US 12,450,311 B2
Techniques for determining cross-validation parameters for time series forecasting
Ankit Kumar Aggarwal, Mumbai (IN); Anku Kumar Pandey, New Delhi (IN); Ravijeet Ranjit Kumar, Bangalore (IN); and Samik Raychaudhuri, Bangalore (IN)
Assigned to ORACLE INTERNATIONAL CORPORATION, Redwood Shores, CA (US)
Filed by Oracle International Corporation, Redwood Shores, CA (US)
Filed on Mar. 14, 2022, as Appl. No. 17/694,323.
Claims priority of provisional application 63/254,957, filed on Oct. 12, 2021.
Prior Publication US 2023/0113287 A1, Apr. 13, 2023
Int. Cl. G06F 18/21 (2023.01); G06F 18/20 (2023.01); G06N 20/20 (2019.01)

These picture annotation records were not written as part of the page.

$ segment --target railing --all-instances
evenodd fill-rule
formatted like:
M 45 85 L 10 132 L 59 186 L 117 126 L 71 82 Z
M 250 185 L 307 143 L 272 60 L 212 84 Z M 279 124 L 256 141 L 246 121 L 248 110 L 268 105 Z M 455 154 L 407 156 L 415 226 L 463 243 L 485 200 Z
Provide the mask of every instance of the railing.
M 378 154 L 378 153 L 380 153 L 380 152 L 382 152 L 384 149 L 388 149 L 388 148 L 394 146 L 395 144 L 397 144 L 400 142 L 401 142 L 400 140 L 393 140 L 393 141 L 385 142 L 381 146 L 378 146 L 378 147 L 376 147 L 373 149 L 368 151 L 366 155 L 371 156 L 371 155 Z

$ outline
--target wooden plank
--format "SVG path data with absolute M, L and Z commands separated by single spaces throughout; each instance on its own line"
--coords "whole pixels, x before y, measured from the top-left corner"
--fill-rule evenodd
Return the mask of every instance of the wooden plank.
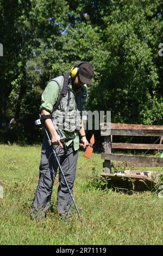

CPC G06F 18/217 (2023.01) [G06F 18/285 (2023.01); G06N 20/20 (2019.01)] 20 Claims
OG exemplary drawing
 
1. A method comprising:
identifying, by a computing system, a set of one or more cross-validation parameters to be used for cross-validating a model to be used for generating a requested forecast, wherein the requested forecast includes a time series dataset and a forecast horizon identifying a number of time steps for which a forecast is to be made using the time series dataset;
identifying, by the computing system, an objective function to be minimized for determining optimal values for the set of one or more cross-validation parameters;
identifying, by the computing system, a set of constraints for one or more cross-validation parameters from the set of cross-validation parameters, wherein the objective function is represented as a set of penalty terms, and wherein:
a first penalty term in the set of penalty terms represents a cost of violation of a first constraint in the set of constraints on a first cross-validation parameter in the set of cross-validation parameters, wherein the first cross-validation parameter represents a left most fold cross-validation parameter for cross-validating the model; and
a second penalty term in the set of penalty terms represents a cost of violation of a second constraint in the set of constraints on a second cross-validation parameter in the set of cross-validation parameters, wherein the second cross-validation parameter represents a gap between the folds cross-validation parameter for cross-validating the model;
using, by the computing system, an optimization technique to determine the optimal values for the set of cross-validation parameters, wherein the optimal values for the set of cross-validation parameters is determined by:
determining one or more combinations of values to be assigned to the set of cross-validation parameters, wherein the set of cross validation parameters comprise the left most fold cross-validation parameter, the gap between the folds cross-validation parameter and a number of folds cross-validation parameter;
for each combination of values from the one or more combinations of values, computing a penalty value for the combination of values; and
determining the optimal values for the set of cross-validation parameters by selecting the combination of values from the one or more combinations of values that has the lowest penalty value; and
using, by the computing system, the optimal values determined for the set of cross-validation parameters to perform cross-validation of the model to be used for making the requested forecast.